Pour l’heure, la création de ces internats d’excellence n’est qu’une mesure d’affichage ! Des centaines de milliers d’élèves attendent à leurs portes, et ce n’est pas tolérable ! (Très bien ! et applaudissements sur les travées du groupe socialiste.)

M. Guy Fischer. C’est l’arbre qui cache la forêt !

M. le président. La parole est à Mme Brigitte Gonthier-Maurin, pour le groupe CRC-SPG.

Mme Brigitte Gonthier-Maurin. Monsieur le ministre, je souhaite vous interroger sur le dispositif CLAIR – collèges et lycées pour l’ambition, l’innovation et la réussite – et sur le démantèlement de l’éducation prioritaire que sa mise en œuvre induit de fait.

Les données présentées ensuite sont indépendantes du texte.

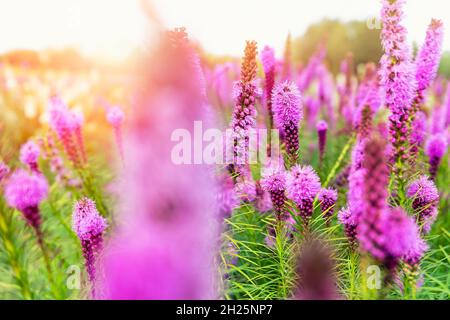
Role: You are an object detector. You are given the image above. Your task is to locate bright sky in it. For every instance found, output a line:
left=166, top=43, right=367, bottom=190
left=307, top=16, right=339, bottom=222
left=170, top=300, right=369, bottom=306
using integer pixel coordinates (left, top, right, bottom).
left=0, top=0, right=450, bottom=58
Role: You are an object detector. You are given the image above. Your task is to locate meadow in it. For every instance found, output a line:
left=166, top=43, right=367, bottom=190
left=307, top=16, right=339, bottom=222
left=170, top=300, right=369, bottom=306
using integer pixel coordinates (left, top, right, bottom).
left=0, top=0, right=450, bottom=300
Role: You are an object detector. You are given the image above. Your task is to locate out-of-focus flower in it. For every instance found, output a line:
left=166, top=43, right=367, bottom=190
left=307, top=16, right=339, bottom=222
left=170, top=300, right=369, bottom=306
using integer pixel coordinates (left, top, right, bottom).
left=261, top=160, right=286, bottom=219
left=5, top=169, right=48, bottom=232
left=319, top=189, right=337, bottom=220
left=72, top=198, right=107, bottom=298
left=272, top=81, right=303, bottom=162
left=380, top=0, right=417, bottom=176
left=316, top=120, right=328, bottom=163
left=425, top=134, right=447, bottom=179
left=106, top=106, right=125, bottom=162
left=287, top=165, right=321, bottom=223
left=0, top=161, right=9, bottom=183
left=295, top=239, right=339, bottom=300
left=101, top=29, right=218, bottom=300
left=20, top=141, right=40, bottom=172
left=406, top=176, right=439, bottom=234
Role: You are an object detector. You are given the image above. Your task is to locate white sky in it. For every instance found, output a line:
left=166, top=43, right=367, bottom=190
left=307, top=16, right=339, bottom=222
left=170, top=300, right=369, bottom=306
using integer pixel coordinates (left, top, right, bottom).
left=0, top=0, right=450, bottom=57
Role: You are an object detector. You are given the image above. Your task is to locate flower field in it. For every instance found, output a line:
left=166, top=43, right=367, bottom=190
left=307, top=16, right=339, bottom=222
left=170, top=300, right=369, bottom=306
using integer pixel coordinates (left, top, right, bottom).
left=0, top=0, right=450, bottom=300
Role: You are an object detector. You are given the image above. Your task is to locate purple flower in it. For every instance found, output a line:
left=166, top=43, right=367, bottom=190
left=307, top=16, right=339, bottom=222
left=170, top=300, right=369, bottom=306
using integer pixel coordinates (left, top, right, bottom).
left=5, top=169, right=48, bottom=231
left=319, top=189, right=337, bottom=219
left=415, top=19, right=444, bottom=104
left=406, top=176, right=439, bottom=234
left=231, top=41, right=257, bottom=169
left=49, top=96, right=83, bottom=166
left=287, top=165, right=321, bottom=222
left=99, top=30, right=219, bottom=299
left=272, top=81, right=303, bottom=159
left=338, top=208, right=358, bottom=246
left=261, top=161, right=286, bottom=219
left=261, top=46, right=275, bottom=124
left=381, top=0, right=416, bottom=172
left=20, top=141, right=40, bottom=172
left=0, top=161, right=9, bottom=183
left=425, top=134, right=447, bottom=179
left=217, top=176, right=239, bottom=218
left=316, top=120, right=328, bottom=163
left=72, top=198, right=107, bottom=298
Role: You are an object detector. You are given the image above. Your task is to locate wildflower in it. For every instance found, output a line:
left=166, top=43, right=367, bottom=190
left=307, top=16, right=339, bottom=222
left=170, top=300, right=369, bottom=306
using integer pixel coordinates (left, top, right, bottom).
left=415, top=19, right=444, bottom=106
left=50, top=96, right=82, bottom=166
left=231, top=41, right=257, bottom=170
left=381, top=0, right=416, bottom=181
left=261, top=46, right=275, bottom=130
left=338, top=208, right=358, bottom=247
left=295, top=239, right=339, bottom=300
left=101, top=29, right=219, bottom=300
left=0, top=161, right=9, bottom=183
left=316, top=120, right=328, bottom=163
left=261, top=161, right=286, bottom=219
left=319, top=189, right=337, bottom=220
left=20, top=141, right=40, bottom=172
left=272, top=81, right=303, bottom=162
left=72, top=198, right=107, bottom=298
left=106, top=106, right=125, bottom=162
left=406, top=176, right=439, bottom=234
left=425, top=134, right=447, bottom=179
left=287, top=165, right=321, bottom=223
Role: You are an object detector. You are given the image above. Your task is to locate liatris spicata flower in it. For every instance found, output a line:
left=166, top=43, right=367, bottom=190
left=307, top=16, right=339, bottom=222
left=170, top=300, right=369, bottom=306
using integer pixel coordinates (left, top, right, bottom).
left=406, top=176, right=439, bottom=234
left=261, top=161, right=286, bottom=219
left=425, top=134, right=447, bottom=179
left=316, top=120, right=328, bottom=163
left=106, top=106, right=125, bottom=162
left=272, top=82, right=303, bottom=163
left=49, top=96, right=82, bottom=166
left=234, top=177, right=256, bottom=203
left=319, top=189, right=337, bottom=221
left=5, top=169, right=48, bottom=230
left=0, top=161, right=9, bottom=183
left=281, top=33, right=292, bottom=81
left=231, top=41, right=257, bottom=167
left=287, top=165, right=321, bottom=224
left=217, top=175, right=239, bottom=218
left=72, top=198, right=107, bottom=298
left=380, top=0, right=416, bottom=182
left=295, top=239, right=339, bottom=300
left=410, top=111, right=427, bottom=159
left=99, top=30, right=219, bottom=300
left=20, top=141, right=40, bottom=172
left=415, top=19, right=444, bottom=107
left=338, top=208, right=358, bottom=247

Permettez-moi tout d’abord de citer les propos que vous avez tenus à Marseille le 25 juin 2010 : « Le dispositif CLAIR, s’il réussit, si l’expérimentation fonctionne, a pour objectif d’être étendu et de remplacer les dispositifs d’éducation prioritaire qui existent aujourd’hui. »

Puis, au Sénat, le 26 octobre dernier, vous vous êtes exprimé en ces termes : « Ce programme, qui, je le répète, est une expérimentation, n’a pas a priori vocation à se substituer à toute l’éducation prioritaire. Nous en dresserons le bilan, nous l’évaluerons et nous réfléchirons à la façon de coordonner les différents dispositifs. »

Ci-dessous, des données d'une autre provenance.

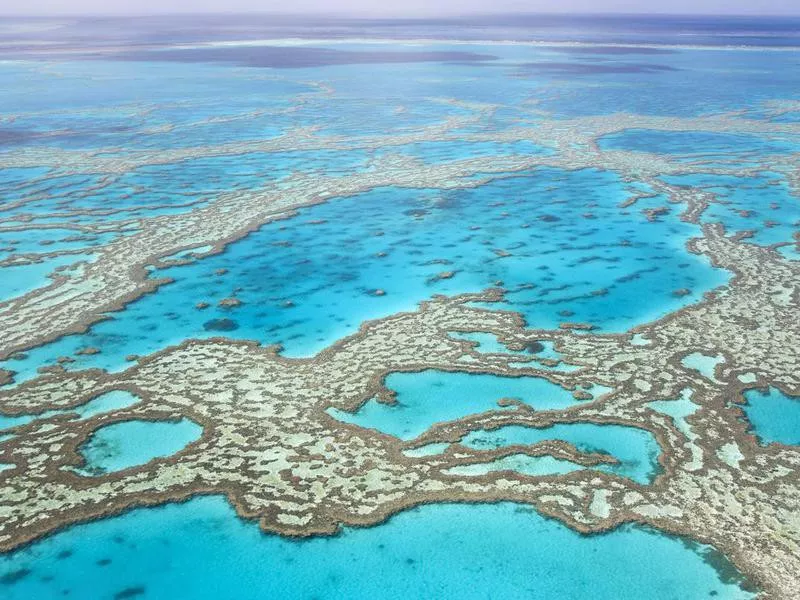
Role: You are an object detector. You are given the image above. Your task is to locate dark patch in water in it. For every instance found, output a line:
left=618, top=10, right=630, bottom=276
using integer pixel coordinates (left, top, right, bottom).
left=524, top=341, right=544, bottom=354
left=114, top=46, right=497, bottom=69
left=114, top=585, right=144, bottom=600
left=203, top=319, right=239, bottom=331
left=0, top=127, right=36, bottom=146
left=550, top=46, right=676, bottom=55
left=0, top=569, right=31, bottom=585
left=520, top=62, right=678, bottom=76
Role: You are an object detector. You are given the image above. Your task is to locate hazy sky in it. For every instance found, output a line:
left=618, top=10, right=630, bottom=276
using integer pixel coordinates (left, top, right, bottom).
left=0, top=0, right=800, bottom=16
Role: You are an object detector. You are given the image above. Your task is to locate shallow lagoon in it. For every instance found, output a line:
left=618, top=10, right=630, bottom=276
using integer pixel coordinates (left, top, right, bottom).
left=329, top=370, right=596, bottom=440
left=0, top=497, right=753, bottom=600
left=76, top=419, right=203, bottom=475
left=742, top=387, right=800, bottom=445
left=461, top=423, right=661, bottom=483
left=4, top=169, right=728, bottom=380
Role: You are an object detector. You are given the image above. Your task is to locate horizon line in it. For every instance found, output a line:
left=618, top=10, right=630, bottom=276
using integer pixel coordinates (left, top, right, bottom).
left=0, top=10, right=800, bottom=21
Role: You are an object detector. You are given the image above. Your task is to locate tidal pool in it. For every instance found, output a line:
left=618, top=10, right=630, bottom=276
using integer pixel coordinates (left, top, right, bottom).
left=461, top=423, right=661, bottom=483
left=0, top=496, right=754, bottom=600
left=328, top=370, right=606, bottom=440
left=76, top=419, right=203, bottom=475
left=2, top=169, right=728, bottom=381
left=742, top=387, right=800, bottom=445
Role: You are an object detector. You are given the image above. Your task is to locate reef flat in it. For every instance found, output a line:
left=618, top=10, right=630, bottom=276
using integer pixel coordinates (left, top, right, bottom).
left=0, top=12, right=800, bottom=598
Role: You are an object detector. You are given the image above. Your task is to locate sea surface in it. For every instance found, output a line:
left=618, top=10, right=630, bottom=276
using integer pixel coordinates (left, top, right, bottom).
left=0, top=16, right=800, bottom=600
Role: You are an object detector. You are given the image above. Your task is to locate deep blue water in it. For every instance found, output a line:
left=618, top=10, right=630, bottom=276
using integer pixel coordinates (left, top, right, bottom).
left=0, top=497, right=753, bottom=600
left=0, top=16, right=800, bottom=599
left=743, top=387, right=800, bottom=446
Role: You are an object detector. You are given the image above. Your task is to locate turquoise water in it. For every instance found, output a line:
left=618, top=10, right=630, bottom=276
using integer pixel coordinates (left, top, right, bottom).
left=0, top=390, right=139, bottom=431
left=4, top=169, right=728, bottom=381
left=0, top=497, right=753, bottom=600
left=598, top=129, right=800, bottom=162
left=328, top=370, right=607, bottom=440
left=461, top=423, right=661, bottom=483
left=77, top=419, right=203, bottom=475
left=0, top=14, right=800, bottom=599
left=663, top=172, right=800, bottom=246
left=742, top=387, right=800, bottom=445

Depuis, votre ministère a annoncé l’extension, en septembre, du dispositif CLAIR, qui absorberait ainsi la quasi-totalité des réseaux ambition réussite, les RAR. Sur quels bilans et quelles évaluations vous fondez-vous pour prendre une telle décision après seulement quatre mois d’expérimentation ? En quoi le programme CLAIR est-il plus probant que les dispositifs existants, dont la nature est très différente, CLAIR étant un programme de lutte contre la violence scolaire ? C’est une différence de taille avec l’éducation prioritaire, qui est, avant tout, un dispositif de lutte contre les inégalités sociales et territoriales en matière éducative. Avec le programme CLAIR, plus de notion de zones ni de réseau, c’est la logique d’établissement qui l’emporte. Ce n’est pas étonnant dans la mesure où vous prônez l’autonomie des établissements !

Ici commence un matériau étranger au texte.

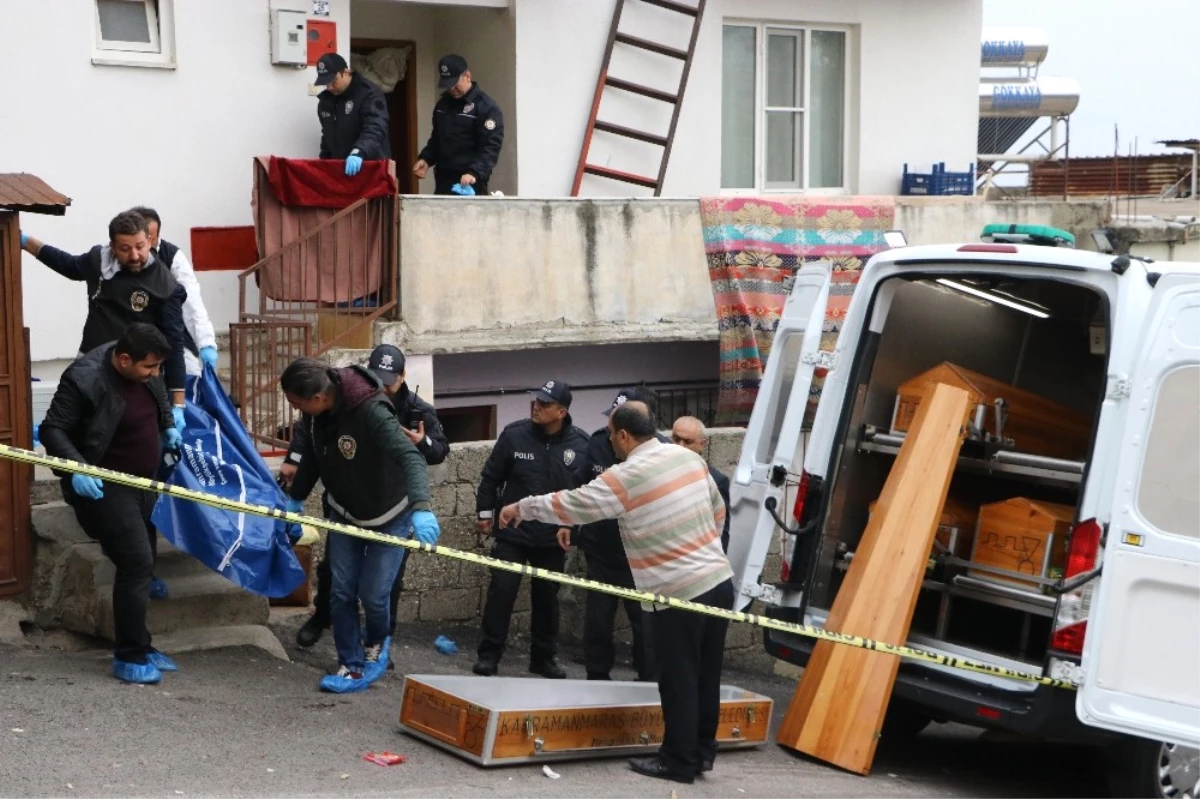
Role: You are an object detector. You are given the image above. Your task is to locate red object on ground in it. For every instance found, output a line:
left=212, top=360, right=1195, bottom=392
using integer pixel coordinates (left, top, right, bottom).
left=362, top=752, right=408, bottom=765
left=266, top=156, right=396, bottom=209
left=192, top=224, right=258, bottom=272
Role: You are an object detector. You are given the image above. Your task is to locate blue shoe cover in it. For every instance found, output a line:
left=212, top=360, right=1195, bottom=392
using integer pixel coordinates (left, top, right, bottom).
left=113, top=657, right=162, bottom=685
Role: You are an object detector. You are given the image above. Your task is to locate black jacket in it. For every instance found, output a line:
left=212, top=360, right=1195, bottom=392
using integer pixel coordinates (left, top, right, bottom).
left=420, top=83, right=504, bottom=182
left=575, top=427, right=670, bottom=565
left=37, top=245, right=187, bottom=391
left=475, top=416, right=588, bottom=547
left=38, top=343, right=175, bottom=497
left=288, top=366, right=430, bottom=528
left=708, top=467, right=730, bottom=552
left=284, top=383, right=450, bottom=465
left=317, top=73, right=391, bottom=161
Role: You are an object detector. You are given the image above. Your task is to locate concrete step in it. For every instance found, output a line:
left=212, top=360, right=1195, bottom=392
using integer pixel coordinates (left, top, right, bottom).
left=31, top=501, right=270, bottom=645
left=96, top=571, right=271, bottom=639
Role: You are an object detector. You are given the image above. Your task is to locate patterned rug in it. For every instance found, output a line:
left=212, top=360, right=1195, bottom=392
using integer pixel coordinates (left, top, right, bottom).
left=700, top=197, right=895, bottom=429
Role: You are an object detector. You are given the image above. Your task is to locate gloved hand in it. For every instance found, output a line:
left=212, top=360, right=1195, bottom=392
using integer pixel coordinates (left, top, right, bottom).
left=71, top=474, right=104, bottom=499
left=413, top=511, right=442, bottom=543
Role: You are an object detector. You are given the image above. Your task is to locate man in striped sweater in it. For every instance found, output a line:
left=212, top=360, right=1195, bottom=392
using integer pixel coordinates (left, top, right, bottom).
left=500, top=402, right=733, bottom=783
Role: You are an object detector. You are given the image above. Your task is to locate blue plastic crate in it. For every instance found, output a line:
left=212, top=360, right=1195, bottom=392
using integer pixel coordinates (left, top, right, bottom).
left=900, top=161, right=974, bottom=197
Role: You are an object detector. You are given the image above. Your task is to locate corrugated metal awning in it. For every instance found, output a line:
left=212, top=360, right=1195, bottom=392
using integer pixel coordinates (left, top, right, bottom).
left=0, top=173, right=71, bottom=216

Selon vous, le programme CLAIR se caractériserait par sa dimension innovante. Mais l’innovation pédagogique a toujours été le maître mot de l’éducation prioritaire. Dans ce domaine, la circulaire du 7 juillet 2010 relative à la mise en place du dispositif CLAIR ne prévoit d’ailleurs rien de nouveau. Non, la véritable innovation apportée par celui-ci réside dans l’amorce – prudente, il est vrai, le sujet étant sensible – de la généralisation des postes à profil pour, à terme, imposer la libéralisation du recrutement des enseignants.

Alors que les acteurs de l’éducation prioritaire s’accordent pour en réclamer la relance, vous l’atomisez ! Monsieur le ministre, que deviendront les réseaux ambition réussite et les milliers d’élèves qu’ils accueillent ? (Applaudissements sur les travées du groupe CRC-SPG.)